Martin Sexton Packs Woodstock Arts Lantern Series; Balsam Range Brings Bluegrass May 2

The popular indoor concert series continues with a Grammy-winning bluegrass band following a well-received Saturday night show

Woodstock Community News Staff||2 min read

Martin Sexton Packs Woodstock Arts Lantern Series; Balsam Range Brings Bluegrass May 2

Woodstock Arts closed out another Lantern Series concert Saturday night the way the best ones end, with a packed room, a performer who earned every bit of the applause, and an audience that clearly didn't want to leave.

Singer-songwriter Martin Sexton was the draw, and he delivered. Photos from the show, captured by photographer Alisha McKellar of Alisha McKellar Portrait Design, show Sexton working the stage under sweeping purple and pink lighting, guitar in hand, with a full house silhouetted in front of him, the kind of image that makes you wish you'd bought a ticket sooner.

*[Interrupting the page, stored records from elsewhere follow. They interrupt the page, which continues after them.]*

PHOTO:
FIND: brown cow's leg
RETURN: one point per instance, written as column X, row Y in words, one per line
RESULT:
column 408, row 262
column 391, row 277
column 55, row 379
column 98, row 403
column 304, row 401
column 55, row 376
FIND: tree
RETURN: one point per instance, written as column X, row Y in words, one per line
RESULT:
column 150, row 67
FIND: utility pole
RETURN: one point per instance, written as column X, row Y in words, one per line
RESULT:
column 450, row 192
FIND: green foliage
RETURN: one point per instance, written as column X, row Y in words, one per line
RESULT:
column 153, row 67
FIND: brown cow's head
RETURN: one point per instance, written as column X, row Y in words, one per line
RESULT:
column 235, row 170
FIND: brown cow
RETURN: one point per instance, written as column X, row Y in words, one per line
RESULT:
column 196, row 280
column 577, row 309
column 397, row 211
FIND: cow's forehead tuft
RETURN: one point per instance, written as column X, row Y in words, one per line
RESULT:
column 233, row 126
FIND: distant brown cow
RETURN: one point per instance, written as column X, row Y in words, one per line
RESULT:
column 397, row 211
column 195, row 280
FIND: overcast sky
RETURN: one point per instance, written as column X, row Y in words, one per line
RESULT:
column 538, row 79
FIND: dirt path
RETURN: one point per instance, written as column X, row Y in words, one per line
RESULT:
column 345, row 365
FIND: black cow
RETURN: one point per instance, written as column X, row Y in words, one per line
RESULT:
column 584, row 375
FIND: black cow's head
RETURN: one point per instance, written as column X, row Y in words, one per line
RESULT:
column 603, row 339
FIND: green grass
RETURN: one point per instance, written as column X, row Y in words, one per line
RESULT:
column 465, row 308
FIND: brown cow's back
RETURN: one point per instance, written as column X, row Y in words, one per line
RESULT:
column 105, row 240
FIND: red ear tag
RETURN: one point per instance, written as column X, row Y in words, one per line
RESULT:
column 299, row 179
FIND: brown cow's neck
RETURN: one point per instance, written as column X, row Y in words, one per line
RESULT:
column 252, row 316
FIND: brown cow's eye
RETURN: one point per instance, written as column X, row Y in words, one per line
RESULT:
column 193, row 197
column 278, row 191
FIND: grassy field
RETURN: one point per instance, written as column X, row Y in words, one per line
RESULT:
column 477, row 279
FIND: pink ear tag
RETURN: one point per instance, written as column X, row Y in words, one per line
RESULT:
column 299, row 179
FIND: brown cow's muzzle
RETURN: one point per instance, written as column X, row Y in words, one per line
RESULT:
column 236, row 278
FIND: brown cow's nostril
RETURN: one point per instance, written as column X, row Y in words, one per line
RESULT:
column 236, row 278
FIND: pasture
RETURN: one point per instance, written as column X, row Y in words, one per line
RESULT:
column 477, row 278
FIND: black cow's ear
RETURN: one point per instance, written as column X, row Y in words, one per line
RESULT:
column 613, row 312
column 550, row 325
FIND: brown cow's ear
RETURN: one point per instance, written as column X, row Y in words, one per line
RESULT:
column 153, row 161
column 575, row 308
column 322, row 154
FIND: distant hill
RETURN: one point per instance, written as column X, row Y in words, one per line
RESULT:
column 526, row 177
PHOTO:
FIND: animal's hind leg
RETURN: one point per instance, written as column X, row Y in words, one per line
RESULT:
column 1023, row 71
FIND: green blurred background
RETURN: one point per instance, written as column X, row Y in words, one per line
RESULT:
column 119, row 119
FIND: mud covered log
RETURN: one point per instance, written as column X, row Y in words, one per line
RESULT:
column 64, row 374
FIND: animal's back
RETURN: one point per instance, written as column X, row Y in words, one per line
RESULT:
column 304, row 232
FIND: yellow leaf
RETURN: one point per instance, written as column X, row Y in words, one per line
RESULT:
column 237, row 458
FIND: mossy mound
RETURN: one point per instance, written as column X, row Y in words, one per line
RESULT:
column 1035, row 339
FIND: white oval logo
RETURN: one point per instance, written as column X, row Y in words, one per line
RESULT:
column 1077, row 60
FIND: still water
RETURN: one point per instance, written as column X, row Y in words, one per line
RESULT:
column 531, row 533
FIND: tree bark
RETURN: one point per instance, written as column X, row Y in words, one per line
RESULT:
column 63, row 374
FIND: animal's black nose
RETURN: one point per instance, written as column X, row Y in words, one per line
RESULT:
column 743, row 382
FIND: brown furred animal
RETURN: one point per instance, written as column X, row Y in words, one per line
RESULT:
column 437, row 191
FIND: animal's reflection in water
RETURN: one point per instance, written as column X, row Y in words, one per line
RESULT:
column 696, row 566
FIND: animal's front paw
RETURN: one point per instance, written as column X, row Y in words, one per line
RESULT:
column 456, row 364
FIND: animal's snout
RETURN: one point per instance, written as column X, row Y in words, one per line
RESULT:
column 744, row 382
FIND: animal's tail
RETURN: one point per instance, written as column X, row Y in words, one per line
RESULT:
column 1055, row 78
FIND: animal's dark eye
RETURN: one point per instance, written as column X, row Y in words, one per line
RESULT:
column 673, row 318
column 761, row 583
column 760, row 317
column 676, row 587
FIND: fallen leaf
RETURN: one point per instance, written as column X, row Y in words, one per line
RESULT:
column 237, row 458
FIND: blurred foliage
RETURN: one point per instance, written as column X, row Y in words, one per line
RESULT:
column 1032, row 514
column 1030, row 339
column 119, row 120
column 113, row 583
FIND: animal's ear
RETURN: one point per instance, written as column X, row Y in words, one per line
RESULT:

Sexton's path to that stage is the sort of story that makes his music feel earned. A Syracuse, N.Y., native, he built his early following busking on the streets of Boston before word-of-mouth and relentless touring turned him into one of the more respected acoustic artists working today. His fan base has a reputation for following him from city to city, and Saturday night in Woodstock was no exception, the crowd's energy, by all accounts, matched Sexton's own.

That kind of turnout is exactly what the Lantern Series was designed to produce. Woodstock Arts' signature indoor concert program brings nationally touring musicians into a setting where the performer is close enough that you can read the setlist on the floor. For Cherokee County residents, it fills a real gap: professional live music at a community scale, no interstate required. The series has grown into one of the more anticipated recurring events on the local arts calendar, and Saturday's show added another chapter to that reputation.

Next up is Balsam Range, taking the Lantern Series stage Friday, May 2. The Western North Carolina quintet has spent the better part of two decades becoming one of bluegrass music's most decorated acts, earning multiple International Bluegrass Music Association awards, including Entertainer of the Year, on the strength of tight harmonies, instrumental precision and a live show that tends to win over audiences who didn't know they liked bluegrass until they heard it. For fans of the genre already, it's a rare chance to catch a top-tier act in an intimate room.

Tickets for the May 2 show are available through the Woodstock Arts website and social media pages. Given the demand Lantern Series events tend to generate, waiting on this one carries some risk.